En principe, le repreneur n’est jamais tenu de reprendre les contrats passés par le vendeur, sauf exception (notamment concernant le bail commercial et les contrats de travail).

Certains contrats sont considérés comme essentiels et inhérents au fonds de commerce, et sont ainsi obligatoirement repris par l’acquéreur du fonds.

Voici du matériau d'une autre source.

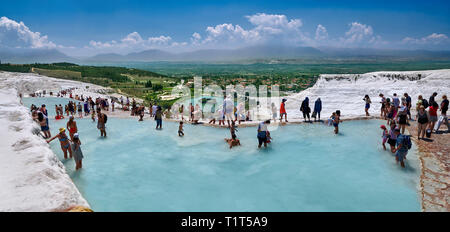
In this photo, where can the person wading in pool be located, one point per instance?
(101, 121)
(64, 141)
(283, 111)
(317, 109)
(383, 110)
(262, 133)
(41, 118)
(402, 147)
(180, 129)
(77, 153)
(72, 126)
(158, 118)
(402, 116)
(368, 102)
(336, 121)
(304, 108)
(392, 138)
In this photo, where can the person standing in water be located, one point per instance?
(274, 112)
(80, 110)
(42, 119)
(336, 121)
(262, 133)
(233, 129)
(385, 136)
(368, 102)
(432, 110)
(408, 104)
(64, 141)
(180, 130)
(392, 138)
(402, 147)
(158, 118)
(77, 153)
(304, 108)
(101, 121)
(317, 108)
(383, 106)
(422, 122)
(72, 126)
(402, 116)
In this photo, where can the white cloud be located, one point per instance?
(267, 28)
(18, 35)
(361, 35)
(273, 23)
(321, 33)
(434, 38)
(134, 42)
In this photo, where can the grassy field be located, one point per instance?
(148, 81)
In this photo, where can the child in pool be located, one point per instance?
(233, 142)
(77, 153)
(269, 138)
(336, 121)
(385, 136)
(64, 141)
(331, 119)
(180, 130)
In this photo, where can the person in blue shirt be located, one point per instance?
(317, 108)
(262, 133)
(401, 150)
(408, 104)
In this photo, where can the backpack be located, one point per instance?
(425, 103)
(407, 141)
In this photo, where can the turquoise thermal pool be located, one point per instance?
(305, 168)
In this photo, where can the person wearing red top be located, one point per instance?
(432, 110)
(283, 111)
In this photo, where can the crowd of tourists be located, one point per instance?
(396, 111)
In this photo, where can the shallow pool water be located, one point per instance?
(306, 168)
(49, 102)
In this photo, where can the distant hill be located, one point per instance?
(22, 56)
(255, 52)
(264, 54)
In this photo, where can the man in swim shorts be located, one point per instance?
(101, 123)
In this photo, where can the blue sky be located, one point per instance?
(88, 27)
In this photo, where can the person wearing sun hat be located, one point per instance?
(385, 136)
(283, 110)
(64, 141)
(77, 153)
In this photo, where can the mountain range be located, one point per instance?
(222, 55)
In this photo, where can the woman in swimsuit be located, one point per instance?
(368, 101)
(385, 136)
(72, 126)
(77, 153)
(64, 141)
(336, 121)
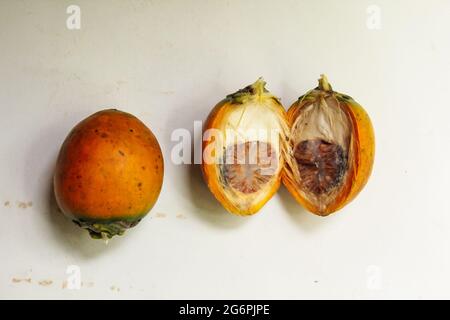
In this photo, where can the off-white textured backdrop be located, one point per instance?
(169, 62)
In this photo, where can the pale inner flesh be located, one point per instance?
(321, 137)
(249, 151)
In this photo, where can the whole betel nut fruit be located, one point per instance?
(109, 173)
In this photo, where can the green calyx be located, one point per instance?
(107, 229)
(255, 90)
(324, 85)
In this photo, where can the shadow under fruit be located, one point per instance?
(109, 173)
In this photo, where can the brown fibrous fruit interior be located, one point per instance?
(321, 164)
(249, 166)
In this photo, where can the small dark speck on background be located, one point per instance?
(45, 283)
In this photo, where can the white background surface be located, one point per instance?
(169, 62)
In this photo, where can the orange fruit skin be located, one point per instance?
(364, 147)
(215, 117)
(110, 168)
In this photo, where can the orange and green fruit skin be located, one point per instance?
(109, 173)
(363, 146)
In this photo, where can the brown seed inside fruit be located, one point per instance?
(249, 166)
(321, 165)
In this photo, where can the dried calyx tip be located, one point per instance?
(324, 84)
(259, 86)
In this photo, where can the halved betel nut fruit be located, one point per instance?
(244, 139)
(331, 149)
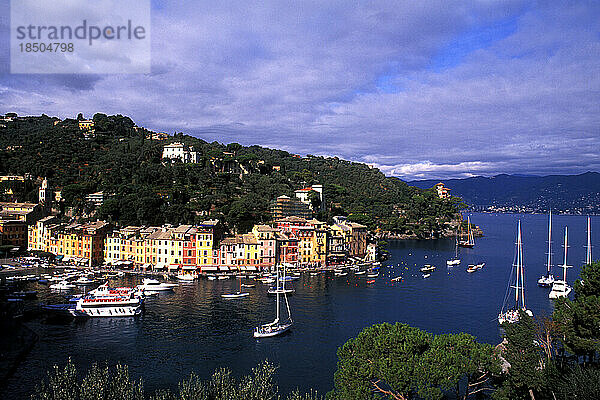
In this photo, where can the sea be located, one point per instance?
(193, 329)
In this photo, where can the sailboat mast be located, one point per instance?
(521, 268)
(549, 242)
(277, 287)
(565, 260)
(588, 255)
(518, 275)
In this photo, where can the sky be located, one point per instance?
(419, 89)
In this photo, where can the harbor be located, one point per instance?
(193, 328)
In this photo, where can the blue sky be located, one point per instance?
(431, 89)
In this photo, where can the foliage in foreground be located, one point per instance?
(104, 383)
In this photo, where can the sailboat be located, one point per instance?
(236, 295)
(277, 327)
(454, 261)
(469, 241)
(512, 314)
(588, 253)
(280, 289)
(560, 287)
(548, 279)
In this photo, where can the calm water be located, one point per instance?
(194, 329)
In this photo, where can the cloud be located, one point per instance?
(421, 89)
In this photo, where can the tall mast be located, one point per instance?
(520, 268)
(277, 287)
(565, 260)
(549, 242)
(518, 261)
(588, 256)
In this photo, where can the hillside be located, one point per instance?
(119, 159)
(577, 194)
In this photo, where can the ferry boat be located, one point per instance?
(152, 285)
(120, 306)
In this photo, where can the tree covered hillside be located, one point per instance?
(119, 159)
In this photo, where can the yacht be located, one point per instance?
(510, 315)
(548, 279)
(152, 285)
(560, 287)
(277, 327)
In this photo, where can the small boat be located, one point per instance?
(152, 285)
(84, 280)
(512, 315)
(235, 295)
(560, 287)
(427, 268)
(455, 260)
(186, 277)
(276, 327)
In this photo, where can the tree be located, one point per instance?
(399, 361)
(578, 321)
(525, 375)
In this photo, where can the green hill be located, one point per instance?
(119, 159)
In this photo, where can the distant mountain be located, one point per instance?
(576, 194)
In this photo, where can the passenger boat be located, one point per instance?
(120, 306)
(560, 287)
(510, 315)
(548, 279)
(427, 268)
(62, 285)
(277, 327)
(152, 285)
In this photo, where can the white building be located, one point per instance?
(304, 194)
(181, 151)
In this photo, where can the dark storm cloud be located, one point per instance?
(421, 89)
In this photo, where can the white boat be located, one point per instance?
(469, 241)
(121, 306)
(186, 277)
(548, 279)
(84, 280)
(62, 285)
(510, 315)
(560, 288)
(277, 327)
(152, 285)
(427, 268)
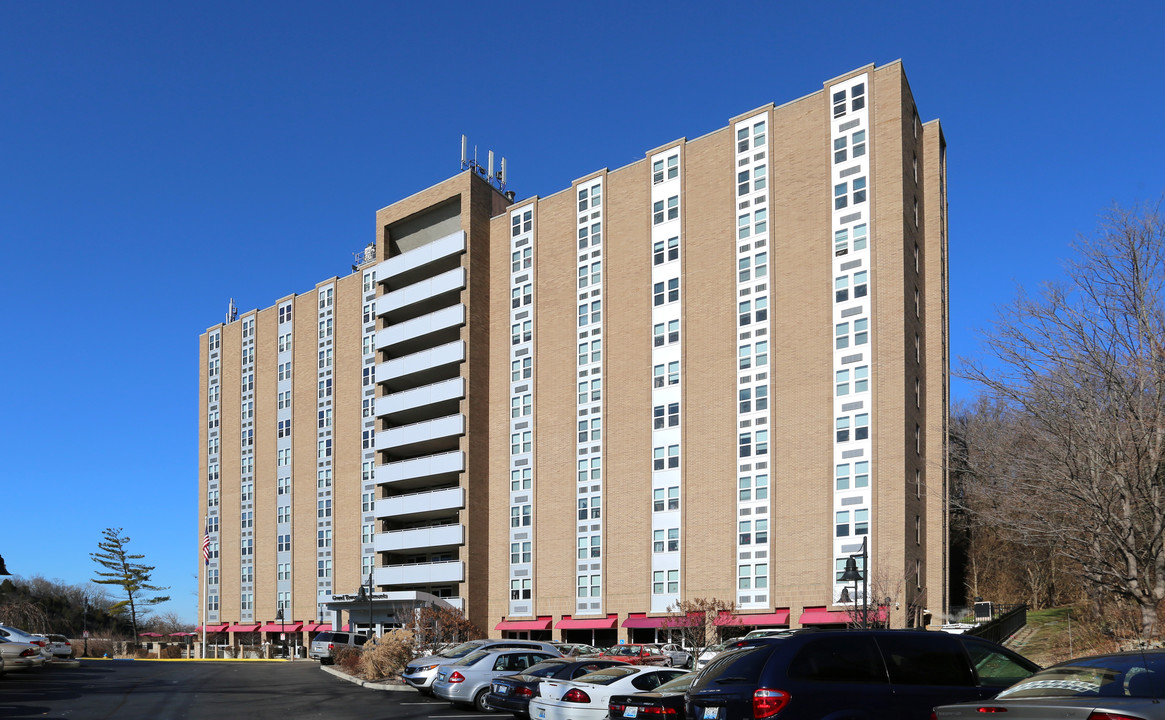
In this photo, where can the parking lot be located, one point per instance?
(205, 690)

C’est notamment le cas du bail commercial : on considère qu’il conditionne l’existence même du fonds de commerce et qu’il est par conséquent nécessairement repris. L’article L. 145-16 du Code de commerce prohibe notamment la présence de clauses interdisant la cession du bail commercial à l’acquéreur du fonds de commerce. Certes, le bailleur doit être informé de cette transmission du bail, puisqu’il change de locataire, sans pouvoir cependant s’opposer à la cession.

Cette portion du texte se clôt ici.